I have a storage with 2 GB of hashes, which i want to check with a public Api.
Use Case
Let's say I want to create an API which check if a person is known by my product. To respect the persons privacy I don't want to upload his name, member id and so on. So I decide to upload only a hash of the combined Informationen which will identify him. Now I have 2 GB (6*10^7) of SHA256 hashes and want to check them in a insane fast way.
This API should be hosted in azure.
Afte reading the documentation of the azure storage account, I think the Azure Table Storage is the right storage solution. I would set the base64 hash as partition key and leave the row key empty.
Question
- First, is the Azure Table the right storage for the job?
- Will it be a performance different between:
- partition key: base64 hash, row key: empty
- partition key: 'Upload Id', row key: empbase64 hash
- Does the time to access trough keys depends on the size of the table?
What is the fastest way to check if a partition key is present? I think my naive first try is not really the best way.

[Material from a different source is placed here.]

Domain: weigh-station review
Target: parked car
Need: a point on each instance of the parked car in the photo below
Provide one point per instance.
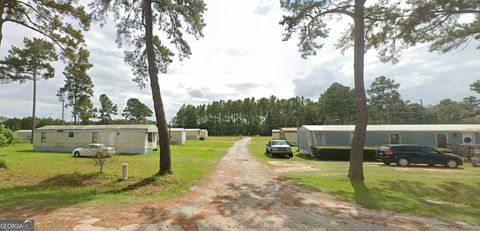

if(members.Where(x=>x.PartitionKey == Convert.ToBase64String(data.Hash)).AsEnumerable().Any()) { return req.CreateResponse(HttpStatusCode.OK, "Found Hash"); }else { return req.CreateResponse(HttpStatusCode.NotFound, "Don't found Hash"); }
How to upload the 2 GB of hashes? I think about to upload one big file and use azure function to split after each 256 bit and add the value to azure storage. Or any better Idea?